The Pharmacists Defence Association (PDA) has published a blog from their Chair, supporting our legal action. Pharmacists  face some of the same problems that we do, with new groups of workers being used to ‘beef up’ the workforce.

His blog continues:-

Healthcare skill mix models can work well, increasing capacity and improving the service. A good example would be in dentistry where dentists and dental technicians work hand in glove within a framework of clearly defined complimentary roles resulting in a superior service to patients.

However, in recent years, as the healthcare workforce has been put under increased pressure, a worrying trend has emerged where the structure of a clearly defined role has been replaced with a blurred thought process. When skill mix is replaced with role substitution, patient interest is evidently no longer being prioritised and issues around patient safety emerge. …….

[There is]  a strong policy move by WHO to encourage support staff in locations where there were no healthcare staff and therefore no alternatives in cases of emergency. Clearly, their training would not be of the standard of a fully qualified healthcare professional, but nonetheless, they still had a useful role to play. 

However, it would appear that some advanced healthcare system countries (like the UK) have also been developing a heavy reliance on less well-trained groups of staff, not because of a better than nothing approach, but principally because it reduces costs and potentially the size of queues of those waiting to be treated.

You don’t have to be a rocket scientist to work out that the price paid for such an approach is a diminution of patient safety.

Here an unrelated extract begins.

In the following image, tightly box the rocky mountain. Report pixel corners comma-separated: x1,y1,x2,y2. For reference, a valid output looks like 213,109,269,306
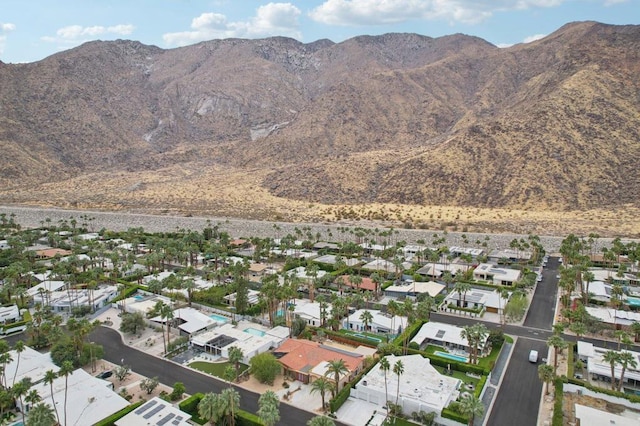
0,21,639,215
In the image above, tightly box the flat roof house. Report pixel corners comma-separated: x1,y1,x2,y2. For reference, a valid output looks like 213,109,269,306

….  In pharmacy we have some very similar concerns about the performance of the regulator, the government, the Royal Pharmaceutical Society and the Association of Pharmacy Technicians UK. When attempts to raise sensible discussions about role definition, skill mix, defining scope of practice and the link to patient safety are made by the PDA, they are sometimes labelled as unhelpful and even toxic. Just like with the GMC, no one appears keen to establish the scope of practice for pharmacy technicians and the blurring of the roles and responsibilities is getting worse….

The PDA has already made clear that we believe that those pharmacists supporting the uncontrolled blurring of the lines between the roles of pharmacists and pharmacy technicians do nothing more than collude in the demise of their own profession and they damage the protections enjoyed by members of the public. The legal challenge against the GMC which is being crowdfunded is therefore very worthy of our support.

The Chairman of the PDA has made a personal financial contribution to our legal case and has urged members to make their own contributions too. We are immensely grateful to him and the PDA for their support.